Because we don't actually know that. Sources claimed the rent covered costs, but no figures were made public—no repair bills, no household expenses, no rental agreements. He had the right to sublet under his lease, and he exercised it. The opacity itself is the problem.
So the real issue is transparency rather than the money itself?
It's both. If he genuinely broke even, why not publish the numbers and prove it? The secrecy suggests either he did profit and doesn't want to admit it, or the arrangement was so favorable it would embarrass the institution.
How does this compare to what William and Catherine are paying?
They're on a commercial lease at market rates—£307,000 a year. Andrew paid peppercorn rent on a far larger property while subletting parts of it. The difference is stark, but it's also complicated by the fact that William's a working royal with official duties, whereas Andrew was eventually evicted.
Why do Beatrice and Eugenie's rents fluctuate so much year to year?
The report shows their rents are pegged to market valuations that change. Eugenie's went from 50 percent of the 2018 valuation to 63 percent by 2025. It's a formula, but the underlying market value is moving, so the actual rent moves with it.
Is the crown estate defending itself fairly?

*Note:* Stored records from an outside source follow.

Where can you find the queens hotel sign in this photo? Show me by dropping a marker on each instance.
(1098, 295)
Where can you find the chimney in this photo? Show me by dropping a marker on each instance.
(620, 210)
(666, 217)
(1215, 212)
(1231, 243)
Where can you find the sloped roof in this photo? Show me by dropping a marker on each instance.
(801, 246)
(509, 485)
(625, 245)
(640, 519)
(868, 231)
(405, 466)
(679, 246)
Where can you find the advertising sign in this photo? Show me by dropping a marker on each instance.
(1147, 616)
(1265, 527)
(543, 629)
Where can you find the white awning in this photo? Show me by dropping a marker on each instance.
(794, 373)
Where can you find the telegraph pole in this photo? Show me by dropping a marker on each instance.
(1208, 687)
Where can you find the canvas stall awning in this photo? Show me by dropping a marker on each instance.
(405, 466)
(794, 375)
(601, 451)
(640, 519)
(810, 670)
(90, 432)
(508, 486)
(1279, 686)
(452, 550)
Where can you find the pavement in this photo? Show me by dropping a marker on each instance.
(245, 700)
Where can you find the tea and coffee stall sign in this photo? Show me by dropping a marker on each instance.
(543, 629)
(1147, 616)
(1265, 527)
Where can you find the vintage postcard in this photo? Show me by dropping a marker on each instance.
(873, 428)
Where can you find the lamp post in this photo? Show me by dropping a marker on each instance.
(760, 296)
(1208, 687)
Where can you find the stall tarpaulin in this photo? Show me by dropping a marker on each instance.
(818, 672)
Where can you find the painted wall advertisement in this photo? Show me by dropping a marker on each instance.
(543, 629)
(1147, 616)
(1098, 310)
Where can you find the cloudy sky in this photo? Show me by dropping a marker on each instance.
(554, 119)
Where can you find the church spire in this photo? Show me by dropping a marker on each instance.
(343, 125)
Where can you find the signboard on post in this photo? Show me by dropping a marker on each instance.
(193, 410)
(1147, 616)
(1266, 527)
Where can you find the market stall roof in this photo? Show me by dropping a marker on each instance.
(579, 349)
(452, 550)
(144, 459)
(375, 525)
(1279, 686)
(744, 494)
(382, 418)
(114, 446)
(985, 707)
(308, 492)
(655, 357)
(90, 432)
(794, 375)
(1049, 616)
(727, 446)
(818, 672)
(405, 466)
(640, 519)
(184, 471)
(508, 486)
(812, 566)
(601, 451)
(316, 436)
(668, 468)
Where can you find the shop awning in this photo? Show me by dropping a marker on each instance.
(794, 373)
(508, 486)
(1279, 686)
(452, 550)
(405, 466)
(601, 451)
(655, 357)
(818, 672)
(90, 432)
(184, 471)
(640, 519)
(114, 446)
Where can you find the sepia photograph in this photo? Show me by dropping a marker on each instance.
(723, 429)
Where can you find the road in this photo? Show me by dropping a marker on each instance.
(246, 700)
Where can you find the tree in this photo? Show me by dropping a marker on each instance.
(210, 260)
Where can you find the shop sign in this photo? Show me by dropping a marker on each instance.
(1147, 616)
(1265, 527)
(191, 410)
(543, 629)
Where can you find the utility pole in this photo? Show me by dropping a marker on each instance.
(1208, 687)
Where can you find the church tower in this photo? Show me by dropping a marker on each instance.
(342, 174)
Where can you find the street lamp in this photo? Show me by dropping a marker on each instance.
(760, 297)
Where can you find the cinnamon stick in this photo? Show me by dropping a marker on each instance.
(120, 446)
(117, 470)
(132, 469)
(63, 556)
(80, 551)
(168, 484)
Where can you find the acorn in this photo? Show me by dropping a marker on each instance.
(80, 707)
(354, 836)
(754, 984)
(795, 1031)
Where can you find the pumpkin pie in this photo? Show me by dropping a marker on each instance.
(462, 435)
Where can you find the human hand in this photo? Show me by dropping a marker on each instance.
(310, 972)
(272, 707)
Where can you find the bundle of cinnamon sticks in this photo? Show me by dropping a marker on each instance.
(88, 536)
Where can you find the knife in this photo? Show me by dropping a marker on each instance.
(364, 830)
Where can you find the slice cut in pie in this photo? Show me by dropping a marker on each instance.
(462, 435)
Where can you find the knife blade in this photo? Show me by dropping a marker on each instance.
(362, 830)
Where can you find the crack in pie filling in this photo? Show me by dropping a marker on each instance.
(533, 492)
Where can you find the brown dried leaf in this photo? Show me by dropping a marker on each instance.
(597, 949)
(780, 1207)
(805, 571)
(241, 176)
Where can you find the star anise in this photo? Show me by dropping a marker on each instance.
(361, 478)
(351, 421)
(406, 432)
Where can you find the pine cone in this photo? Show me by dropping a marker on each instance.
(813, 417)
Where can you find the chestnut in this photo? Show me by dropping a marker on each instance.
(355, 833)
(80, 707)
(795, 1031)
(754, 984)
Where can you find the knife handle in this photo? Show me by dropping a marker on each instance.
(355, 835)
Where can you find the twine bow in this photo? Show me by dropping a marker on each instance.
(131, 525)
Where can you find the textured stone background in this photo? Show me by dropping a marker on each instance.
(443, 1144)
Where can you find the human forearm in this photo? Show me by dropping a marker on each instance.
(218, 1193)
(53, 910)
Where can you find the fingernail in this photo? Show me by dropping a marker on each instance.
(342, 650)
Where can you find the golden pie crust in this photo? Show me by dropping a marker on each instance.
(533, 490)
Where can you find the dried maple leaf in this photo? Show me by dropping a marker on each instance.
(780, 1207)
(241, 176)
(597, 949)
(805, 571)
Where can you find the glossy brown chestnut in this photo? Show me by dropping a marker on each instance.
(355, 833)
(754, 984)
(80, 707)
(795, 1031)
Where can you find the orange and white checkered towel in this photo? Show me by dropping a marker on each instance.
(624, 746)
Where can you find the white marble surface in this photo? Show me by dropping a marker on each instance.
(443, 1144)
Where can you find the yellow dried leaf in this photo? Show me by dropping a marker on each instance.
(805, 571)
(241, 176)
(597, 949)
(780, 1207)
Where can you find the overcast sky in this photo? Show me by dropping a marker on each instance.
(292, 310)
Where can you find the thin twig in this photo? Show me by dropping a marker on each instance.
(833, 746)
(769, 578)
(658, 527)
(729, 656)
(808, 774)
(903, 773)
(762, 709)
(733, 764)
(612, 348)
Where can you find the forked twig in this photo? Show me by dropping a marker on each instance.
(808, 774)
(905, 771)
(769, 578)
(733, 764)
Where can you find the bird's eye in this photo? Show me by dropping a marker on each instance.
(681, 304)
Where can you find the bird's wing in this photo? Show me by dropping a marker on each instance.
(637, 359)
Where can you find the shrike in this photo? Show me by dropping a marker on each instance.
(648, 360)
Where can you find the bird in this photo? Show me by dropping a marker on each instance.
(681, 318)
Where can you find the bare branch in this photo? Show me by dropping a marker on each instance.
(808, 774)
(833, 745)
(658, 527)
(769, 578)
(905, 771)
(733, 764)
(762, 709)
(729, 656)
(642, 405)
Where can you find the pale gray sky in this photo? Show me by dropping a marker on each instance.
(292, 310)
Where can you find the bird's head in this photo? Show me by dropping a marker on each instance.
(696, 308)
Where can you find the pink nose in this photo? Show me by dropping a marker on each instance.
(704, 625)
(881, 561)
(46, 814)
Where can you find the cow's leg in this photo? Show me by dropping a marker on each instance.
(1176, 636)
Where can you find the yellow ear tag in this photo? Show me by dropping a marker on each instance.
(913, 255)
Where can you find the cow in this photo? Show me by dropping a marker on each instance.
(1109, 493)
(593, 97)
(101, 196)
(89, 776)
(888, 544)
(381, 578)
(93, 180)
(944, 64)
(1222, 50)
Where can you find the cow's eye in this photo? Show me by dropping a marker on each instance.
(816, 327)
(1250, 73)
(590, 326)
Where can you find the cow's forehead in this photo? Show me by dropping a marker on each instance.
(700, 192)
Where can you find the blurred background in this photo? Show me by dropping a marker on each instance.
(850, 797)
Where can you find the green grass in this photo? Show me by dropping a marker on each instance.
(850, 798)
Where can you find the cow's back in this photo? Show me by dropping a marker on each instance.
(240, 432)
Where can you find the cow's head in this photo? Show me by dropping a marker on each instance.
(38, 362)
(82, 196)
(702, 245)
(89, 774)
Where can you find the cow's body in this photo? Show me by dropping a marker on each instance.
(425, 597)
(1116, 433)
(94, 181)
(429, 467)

They're saying they followed standard practices and got independent advice. That may be true. But standard practices for a public institution managing royal properties on behalf of the crown aren't the same as standard practices in the commercial market. The question is whether those standards are appropriate.
What happens next?
The Public Accounts Committee will investigate. They'll want to see those rental agreements, those repair costs, those subletting figures. The palace and crown estate will have to answer under scrutiny.